The preparation for these four days starts almost a year in advance for the idol makers in their workshops. Right now they are adding the finishing touches to the idols they have been preparing with utmost devotion for months. Their brushes are busy with the final stroke of details as Durga Puja is just 21 days away now. Barak Bulletin talked to some of the idol makers in their busy schedules to understand the process of idol making, the business this year, and their woes.

Sujit Paul

Sujit Paul, who is the proprietor of Debraj Shilpalay in Silcoorie Bazar has been making idols since he was a kid and is the third generation idol maker. He owns two workshops and has been managing the business for 20 years now. Sujit Paul’s state of mind right now is ecstatic and at the same time quite preoccupied. The reason behind both is that he has to deliver 65 Durga idols this year. Sujit Paul said, “This year we got one of the highest orders and we have been working for the last three months on Durga idols only. Combining both the workshops we have 20 artisans this year who are trying their best to fulfil the overwhelming orders that we have received”. Sujit Paul’s family members including his brother, nephew and cousin are also into the same work and are working day and night to maintain the best level of detail and accuracy.

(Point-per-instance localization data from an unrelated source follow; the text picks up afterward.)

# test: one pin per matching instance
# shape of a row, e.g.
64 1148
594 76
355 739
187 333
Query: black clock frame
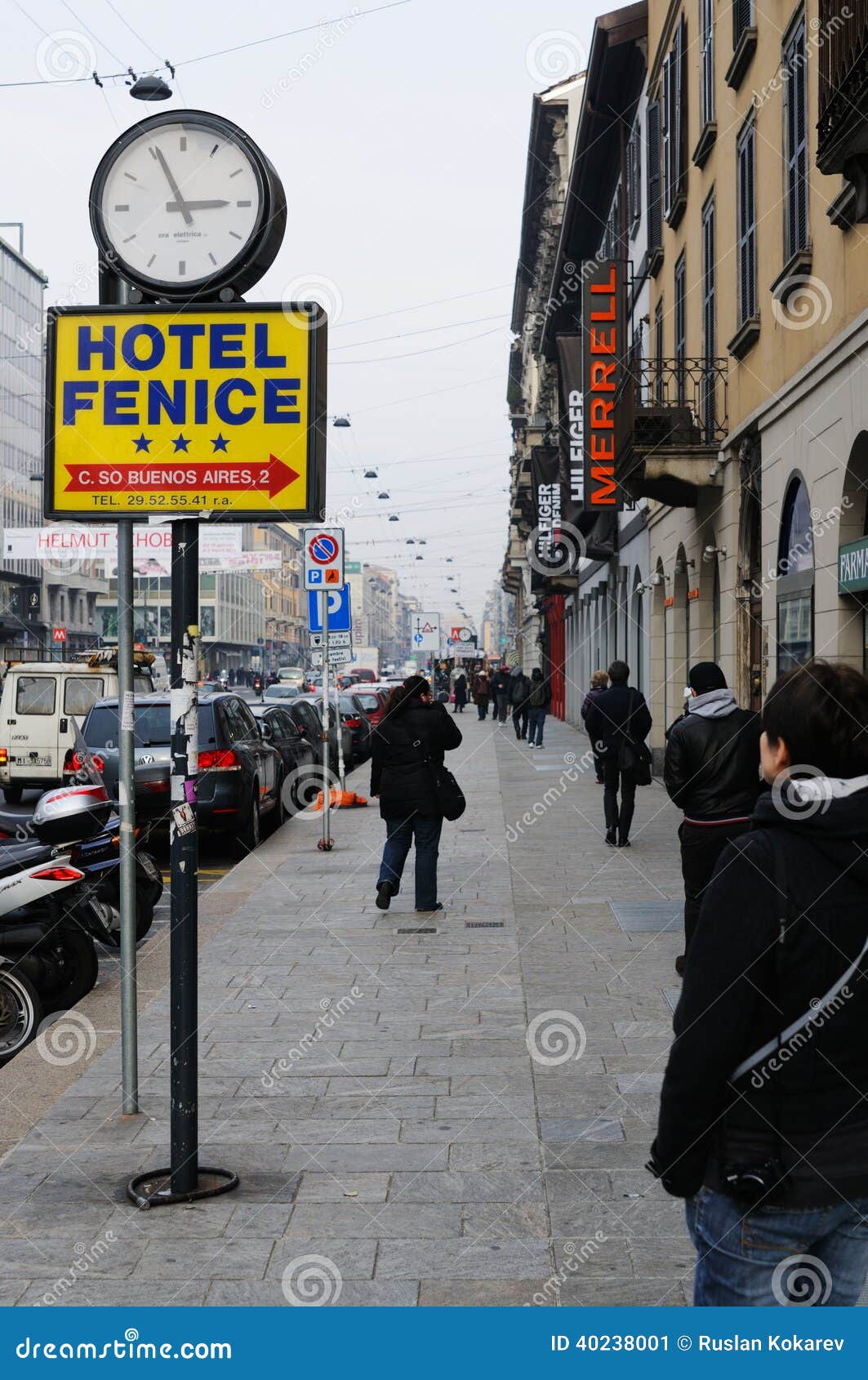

Talking about his process of idol making Paul said, “Soil plays the most important part here, we get it from two sources: ponds and the river bed. After making the kathamo (the frame made out of bamboo and wood) we make a basic structure out of straws and then start shaping with clay. That’s the most important and difficult part, not just because the details depend on this but also because a huge quantity of clay is required and it takes quite long to dry to proceed into the next step”. Sujit Paul considers himself lucky that this year’s weather was quite good for him and all the idols they were working on dried on time. “The next step is colour, which now is done using machine spray, but details need brush strokes. Then we add the garment, which we have to paint again and towards the end, we add the weapons and ornaments. All these goods come from Kolkata. The final stage is painting the eyes, which has a special tradition and is done on Mahalaya”.

Satyaranjan Paul, another idol maker from Radhamadhab Road in Silchar, tells a rather disheartening story about this year’s Puja. Paul, who learnt idol making from his father, has been working in Radhamadhab Road for more than 35 years now. “This year”, he said, “I didn’t get many orders for idols and the idols that I’ve been working on were mostly damaged due to the flood. My shop was damaged and included all the tools and goods that I had in stock”. When asked the reason why orders were less this year, even though this is the first big Puja since the pandemic, he said, “You didn’t see the flood? The flood has ruined all of us, the clubs that were planning on big-budget puja are running short on funds above that I have to spend twice the time on idols just for the damage control. Most of the orders I got are from household puja”.

Ujjwal Pramanik

Two idol makers who come here just for four months before Puja to make idols have also seconded Satyaranjan Paul. Sukhdev Paul and Ujjwal Pramanik are both from Nabadwip who come here in search of work before the Puja. They have been making idols for the last 22 years in their temporary workshop on Chandmari Road. They said the number of orders is quite less since the pandemic and the budget has also been reduced. This year, they didn’t get a single order from any clubs or big-budget puja in Silchar. In these conditions, they are rethinking their decision to come to Silchar next year again.